The U.N. Security Council on Monday approved U.S.-drafted measures aimed at ensuring that tough sanctions on North Korea do not impede deliveries of humanitarian aid to the isolated country.
Nearly half of North Korea’s population—10 million people—are undernourished, according to U.N. officials, who have reported a drop in food production last year.
U.N. resolutions specify that sanctions should not affect humanitarian aid, but relief organizations argue that strict trade and banking measures are creating bureaucratic obstacles and slowing down the flow of vital supplies.
The United States last month proposed new guidelines to allow aid groups and U.N. agencies to quickly obtain exemptions from the council committee that oversees implementation of sanctions.
After weeks of negotiations, the proposal was approved on Monday.
Dutch Deputy U.N. Ambassador Lise Gregoire-van Haaren, whose country chairs the sanctions committee, said the guidelines will hopefully “provide clarity on delivering humanitarian aid to the North Korean people without violating sanctions.”
“Our ultimate goal is the denuclearization of the Korean Peninsula, and the sanctions are very important to that end,” she said.
A notice will be sent to the U.N.’s 193 member-states by the committee “to provide a clear explanation” of the procedure for exemptions which will “improve the delivery of humanitarian assistance” to North Korea, a committee document said.
The United States has rebuffed calls from China and Russia to ease sanctions, urging instead that maximum pressure be maintained to compel North Korean leader Kim Jong-Un to follow through on his pledge to denuclearize the Korean peninsula.
A U.S. official said the guidelines would ensure that “only critical, life-saving humanitarian activities needed in North Korea can continue” and that requests for exemptions will undergo a detailed review.
The Security Council last year adopted three rafts of sanctions targeting North Korea’s economy in response to Pyongyang’s sixth nuclear test and a series of ballistic missile launches. Those sanctions ban North Korea’s exports of raw commodities while severely restricting imports of a range of goods and supplies of oil—vital for the country’s military.

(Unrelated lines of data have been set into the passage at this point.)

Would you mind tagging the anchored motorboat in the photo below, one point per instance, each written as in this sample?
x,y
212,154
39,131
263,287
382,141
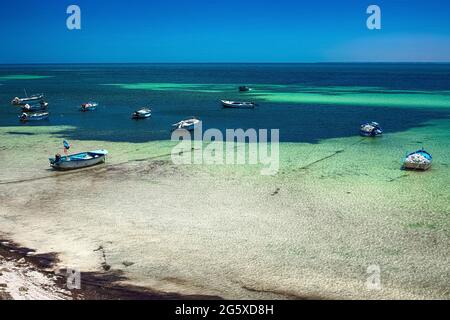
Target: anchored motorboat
x,y
142,113
188,124
89,106
237,104
370,129
418,160
78,160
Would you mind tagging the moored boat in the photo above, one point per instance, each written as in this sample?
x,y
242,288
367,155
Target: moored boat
x,y
244,89
78,160
237,104
142,113
89,106
21,101
33,116
188,124
418,160
35,107
370,129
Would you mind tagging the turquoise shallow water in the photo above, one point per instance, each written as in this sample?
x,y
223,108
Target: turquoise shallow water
x,y
307,102
338,204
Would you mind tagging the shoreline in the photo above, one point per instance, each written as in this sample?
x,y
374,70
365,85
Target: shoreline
x,y
25,275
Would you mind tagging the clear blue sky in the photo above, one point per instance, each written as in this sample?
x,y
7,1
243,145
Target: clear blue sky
x,y
34,31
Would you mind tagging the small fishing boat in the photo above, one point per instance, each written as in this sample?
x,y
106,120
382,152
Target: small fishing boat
x,y
237,104
33,116
142,113
244,89
78,160
370,129
188,124
418,160
21,101
89,106
35,107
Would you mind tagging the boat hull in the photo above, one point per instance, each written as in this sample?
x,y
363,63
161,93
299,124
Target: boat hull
x,y
73,164
419,160
416,166
227,104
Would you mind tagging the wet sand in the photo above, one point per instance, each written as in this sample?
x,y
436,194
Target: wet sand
x,y
312,230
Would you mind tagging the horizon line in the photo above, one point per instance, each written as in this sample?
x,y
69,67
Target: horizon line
x,y
318,62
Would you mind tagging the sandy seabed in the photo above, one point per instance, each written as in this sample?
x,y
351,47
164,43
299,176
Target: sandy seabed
x,y
311,231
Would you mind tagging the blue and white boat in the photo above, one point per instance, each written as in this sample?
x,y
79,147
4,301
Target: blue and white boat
x,y
89,106
237,104
142,113
418,160
370,129
188,124
33,116
78,160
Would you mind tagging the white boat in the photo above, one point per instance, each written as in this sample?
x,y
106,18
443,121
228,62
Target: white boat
x,y
142,113
188,124
33,116
237,104
20,101
370,129
89,106
79,160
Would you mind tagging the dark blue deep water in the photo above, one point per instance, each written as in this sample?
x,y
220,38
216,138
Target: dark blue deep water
x,y
70,85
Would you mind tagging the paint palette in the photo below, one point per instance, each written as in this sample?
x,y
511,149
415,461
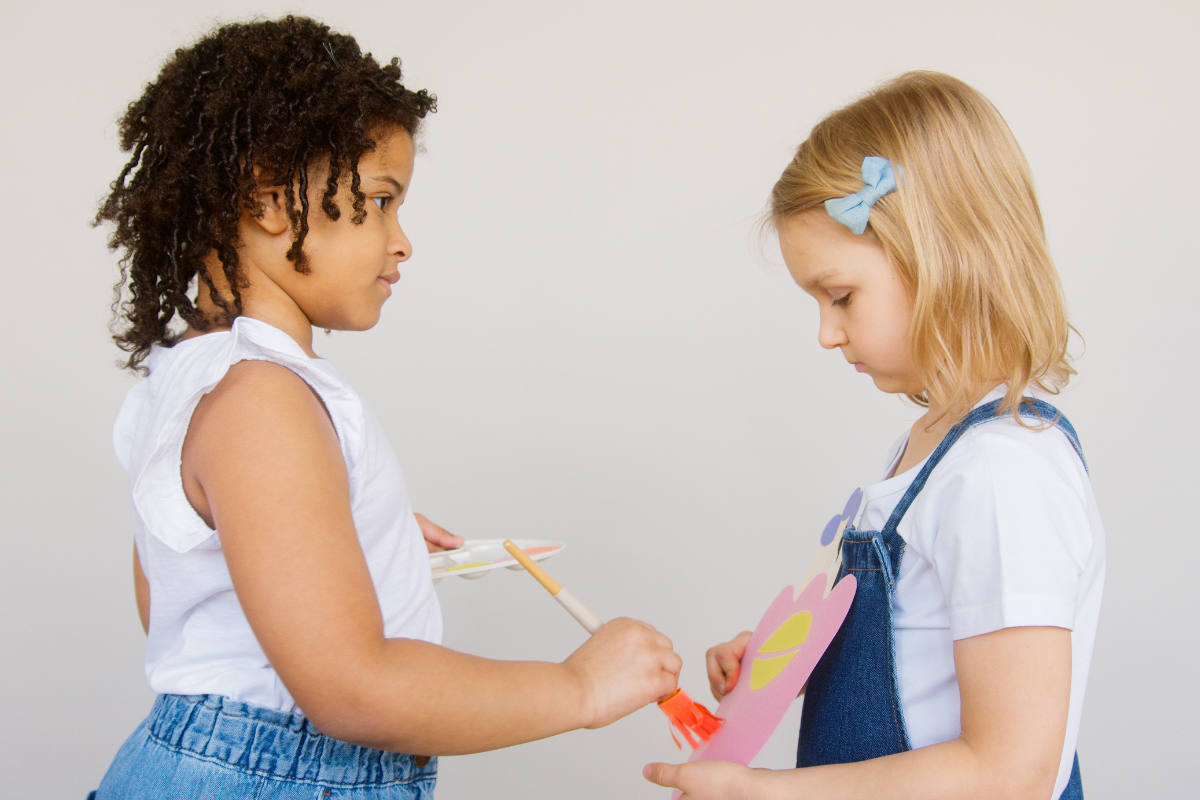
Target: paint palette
x,y
478,557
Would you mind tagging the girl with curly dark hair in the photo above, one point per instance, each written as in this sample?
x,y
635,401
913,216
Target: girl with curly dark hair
x,y
281,573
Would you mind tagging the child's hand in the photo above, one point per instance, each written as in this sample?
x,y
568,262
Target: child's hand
x,y
624,666
436,537
724,663
707,780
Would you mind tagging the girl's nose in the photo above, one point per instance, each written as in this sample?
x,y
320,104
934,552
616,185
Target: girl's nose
x,y
400,245
831,335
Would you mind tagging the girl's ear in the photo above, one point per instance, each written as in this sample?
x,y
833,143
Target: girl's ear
x,y
274,215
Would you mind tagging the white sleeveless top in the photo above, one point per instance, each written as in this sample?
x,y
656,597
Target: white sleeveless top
x,y
199,641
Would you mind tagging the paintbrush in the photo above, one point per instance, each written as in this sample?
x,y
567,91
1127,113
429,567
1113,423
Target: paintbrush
x,y
565,599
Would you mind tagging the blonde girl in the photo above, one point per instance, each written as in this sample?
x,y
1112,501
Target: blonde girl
x,y
293,632
910,217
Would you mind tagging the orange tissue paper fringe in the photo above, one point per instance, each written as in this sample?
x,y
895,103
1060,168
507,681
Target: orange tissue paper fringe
x,y
690,717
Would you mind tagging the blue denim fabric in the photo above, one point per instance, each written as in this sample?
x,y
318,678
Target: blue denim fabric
x,y
852,708
209,747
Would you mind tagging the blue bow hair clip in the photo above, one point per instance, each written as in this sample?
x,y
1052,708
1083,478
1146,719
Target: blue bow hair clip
x,y
855,210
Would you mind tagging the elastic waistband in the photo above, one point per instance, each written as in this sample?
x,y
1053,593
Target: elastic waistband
x,y
269,741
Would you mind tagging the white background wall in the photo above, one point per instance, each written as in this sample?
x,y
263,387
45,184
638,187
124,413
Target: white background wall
x,y
591,346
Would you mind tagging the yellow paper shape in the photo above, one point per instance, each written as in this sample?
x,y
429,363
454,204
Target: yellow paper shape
x,y
789,635
765,669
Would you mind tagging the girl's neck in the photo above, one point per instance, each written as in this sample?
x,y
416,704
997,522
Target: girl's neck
x,y
261,300
931,428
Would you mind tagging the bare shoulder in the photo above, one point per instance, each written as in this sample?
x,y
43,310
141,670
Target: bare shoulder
x,y
261,413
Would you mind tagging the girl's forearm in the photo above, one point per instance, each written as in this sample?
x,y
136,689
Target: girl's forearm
x,y
951,770
421,698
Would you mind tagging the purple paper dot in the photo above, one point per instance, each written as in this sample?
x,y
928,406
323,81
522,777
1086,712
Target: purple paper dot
x,y
831,529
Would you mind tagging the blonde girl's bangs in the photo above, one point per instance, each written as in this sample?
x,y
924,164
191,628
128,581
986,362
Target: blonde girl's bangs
x,y
964,232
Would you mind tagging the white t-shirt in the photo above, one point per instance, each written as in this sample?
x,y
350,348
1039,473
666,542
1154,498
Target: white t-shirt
x,y
1005,534
199,641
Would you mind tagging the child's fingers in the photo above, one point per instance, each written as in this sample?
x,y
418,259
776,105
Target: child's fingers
x,y
661,774
724,663
437,537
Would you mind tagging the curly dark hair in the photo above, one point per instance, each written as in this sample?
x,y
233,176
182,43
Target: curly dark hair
x,y
275,96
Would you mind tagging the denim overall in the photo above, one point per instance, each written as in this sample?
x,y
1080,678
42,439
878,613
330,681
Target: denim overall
x,y
852,704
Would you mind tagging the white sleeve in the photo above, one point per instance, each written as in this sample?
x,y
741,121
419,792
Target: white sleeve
x,y
1013,535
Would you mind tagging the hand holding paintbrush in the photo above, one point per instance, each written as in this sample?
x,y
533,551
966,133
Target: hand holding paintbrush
x,y
685,715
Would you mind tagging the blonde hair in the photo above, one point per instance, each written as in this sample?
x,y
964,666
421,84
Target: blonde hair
x,y
964,232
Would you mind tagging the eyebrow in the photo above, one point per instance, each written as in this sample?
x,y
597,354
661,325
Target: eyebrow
x,y
821,277
389,179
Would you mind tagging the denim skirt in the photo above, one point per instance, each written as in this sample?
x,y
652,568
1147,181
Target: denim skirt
x,y
209,747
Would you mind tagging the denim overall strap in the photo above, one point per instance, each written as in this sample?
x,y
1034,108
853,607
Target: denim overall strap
x,y
852,708
985,413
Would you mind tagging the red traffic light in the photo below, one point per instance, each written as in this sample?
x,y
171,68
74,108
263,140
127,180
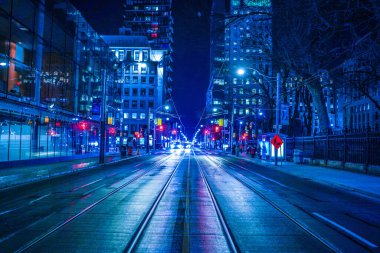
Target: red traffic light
x,y
137,135
83,125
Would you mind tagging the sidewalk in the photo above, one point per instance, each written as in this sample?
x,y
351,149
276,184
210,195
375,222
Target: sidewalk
x,y
368,185
13,176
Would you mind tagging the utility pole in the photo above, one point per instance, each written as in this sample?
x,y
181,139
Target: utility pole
x,y
278,106
154,131
103,118
232,125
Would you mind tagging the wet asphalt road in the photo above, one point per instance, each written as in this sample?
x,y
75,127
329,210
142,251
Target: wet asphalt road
x,y
261,210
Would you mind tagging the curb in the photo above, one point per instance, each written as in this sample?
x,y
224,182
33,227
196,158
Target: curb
x,y
327,183
62,173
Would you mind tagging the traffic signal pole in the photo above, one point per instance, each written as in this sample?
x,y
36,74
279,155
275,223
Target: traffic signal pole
x,y
278,103
148,132
103,120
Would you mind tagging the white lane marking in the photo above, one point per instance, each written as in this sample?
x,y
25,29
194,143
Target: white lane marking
x,y
30,203
92,190
8,211
82,186
356,236
259,175
25,228
42,197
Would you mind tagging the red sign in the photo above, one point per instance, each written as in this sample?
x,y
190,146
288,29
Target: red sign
x,y
277,141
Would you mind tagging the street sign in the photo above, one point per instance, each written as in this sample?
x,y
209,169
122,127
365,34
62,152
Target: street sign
x,y
277,141
284,115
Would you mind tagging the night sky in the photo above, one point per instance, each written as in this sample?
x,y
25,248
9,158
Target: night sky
x,y
191,49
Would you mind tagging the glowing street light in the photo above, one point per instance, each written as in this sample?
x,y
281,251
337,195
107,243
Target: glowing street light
x,y
241,72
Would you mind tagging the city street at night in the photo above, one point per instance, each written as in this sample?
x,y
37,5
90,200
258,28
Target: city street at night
x,y
190,126
189,201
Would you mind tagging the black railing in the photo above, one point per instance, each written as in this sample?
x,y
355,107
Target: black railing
x,y
361,148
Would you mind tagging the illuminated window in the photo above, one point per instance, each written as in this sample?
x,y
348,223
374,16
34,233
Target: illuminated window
x,y
143,69
136,55
121,55
145,55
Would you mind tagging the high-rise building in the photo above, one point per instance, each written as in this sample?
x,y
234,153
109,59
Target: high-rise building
x,y
152,19
51,76
241,40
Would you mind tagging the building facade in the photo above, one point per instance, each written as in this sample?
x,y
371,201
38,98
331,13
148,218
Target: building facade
x,y
356,105
139,74
52,69
240,40
152,19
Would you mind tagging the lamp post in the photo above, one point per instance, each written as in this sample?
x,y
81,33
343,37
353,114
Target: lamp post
x,y
154,125
103,118
278,101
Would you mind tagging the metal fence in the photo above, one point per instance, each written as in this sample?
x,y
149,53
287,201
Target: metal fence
x,y
361,148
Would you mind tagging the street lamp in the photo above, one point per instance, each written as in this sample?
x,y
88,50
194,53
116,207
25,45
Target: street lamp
x,y
166,107
278,101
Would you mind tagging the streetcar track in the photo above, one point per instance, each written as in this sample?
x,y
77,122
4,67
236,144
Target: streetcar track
x,y
278,208
54,229
226,229
137,235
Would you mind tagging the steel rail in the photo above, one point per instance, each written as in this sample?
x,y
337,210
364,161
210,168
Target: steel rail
x,y
345,234
43,236
232,243
278,208
137,235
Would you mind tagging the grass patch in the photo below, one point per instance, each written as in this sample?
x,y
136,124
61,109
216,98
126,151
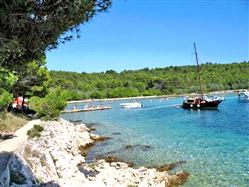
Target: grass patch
x,y
10,123
35,131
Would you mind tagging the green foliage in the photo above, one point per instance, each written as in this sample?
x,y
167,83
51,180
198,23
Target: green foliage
x,y
147,82
35,131
33,78
50,106
5,99
29,28
7,79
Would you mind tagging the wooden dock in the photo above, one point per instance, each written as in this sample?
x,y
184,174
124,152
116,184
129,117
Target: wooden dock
x,y
86,109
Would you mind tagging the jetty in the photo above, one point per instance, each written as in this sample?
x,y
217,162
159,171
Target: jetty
x,y
87,109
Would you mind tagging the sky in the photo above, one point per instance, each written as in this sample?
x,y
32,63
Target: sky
x,y
135,34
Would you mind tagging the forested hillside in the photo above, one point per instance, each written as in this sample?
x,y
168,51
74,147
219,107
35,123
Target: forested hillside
x,y
158,81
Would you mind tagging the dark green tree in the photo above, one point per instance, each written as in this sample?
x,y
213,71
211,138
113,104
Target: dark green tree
x,y
29,27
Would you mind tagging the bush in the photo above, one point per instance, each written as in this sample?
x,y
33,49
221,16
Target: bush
x,y
50,106
35,131
5,99
10,122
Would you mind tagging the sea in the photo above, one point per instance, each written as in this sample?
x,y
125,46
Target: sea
x,y
211,145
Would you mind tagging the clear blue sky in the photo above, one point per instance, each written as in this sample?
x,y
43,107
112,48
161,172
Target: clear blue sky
x,y
135,34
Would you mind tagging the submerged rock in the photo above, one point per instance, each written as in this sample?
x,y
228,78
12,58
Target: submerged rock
x,y
178,179
138,146
116,133
111,159
59,156
168,167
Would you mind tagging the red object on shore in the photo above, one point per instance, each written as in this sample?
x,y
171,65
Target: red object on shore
x,y
18,100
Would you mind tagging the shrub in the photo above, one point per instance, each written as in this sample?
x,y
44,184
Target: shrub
x,y
50,106
10,122
35,131
5,99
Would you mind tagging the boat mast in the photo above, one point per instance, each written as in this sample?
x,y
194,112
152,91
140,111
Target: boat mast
x,y
198,71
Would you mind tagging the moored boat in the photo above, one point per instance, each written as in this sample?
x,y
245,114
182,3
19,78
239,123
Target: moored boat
x,y
243,95
202,101
131,105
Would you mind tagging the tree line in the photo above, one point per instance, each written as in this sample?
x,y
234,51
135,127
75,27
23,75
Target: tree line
x,y
156,81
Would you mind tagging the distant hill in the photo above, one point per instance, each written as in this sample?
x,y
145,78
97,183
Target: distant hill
x,y
156,81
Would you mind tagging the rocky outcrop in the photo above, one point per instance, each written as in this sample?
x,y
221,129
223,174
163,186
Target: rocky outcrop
x,y
56,156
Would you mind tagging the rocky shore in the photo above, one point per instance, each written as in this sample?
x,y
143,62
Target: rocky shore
x,y
56,159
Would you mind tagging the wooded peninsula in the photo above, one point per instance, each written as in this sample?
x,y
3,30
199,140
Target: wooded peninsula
x,y
147,82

A U.N. panel of experts reported on Friday that North Korea was able to circumvent sanctions through ship-to-ship transfers of oil products in international waters, arms sales and illegal banking transactions.
Despite the move to unblock deliveries, the United Nations is facing a major funding shortfall for its aid operations in North Korea. Only four countries—Switzerland, Sweden, Canada and France—have made donations to the $111 million humanitarian appeal for North Korea, contributing a total of $12 million.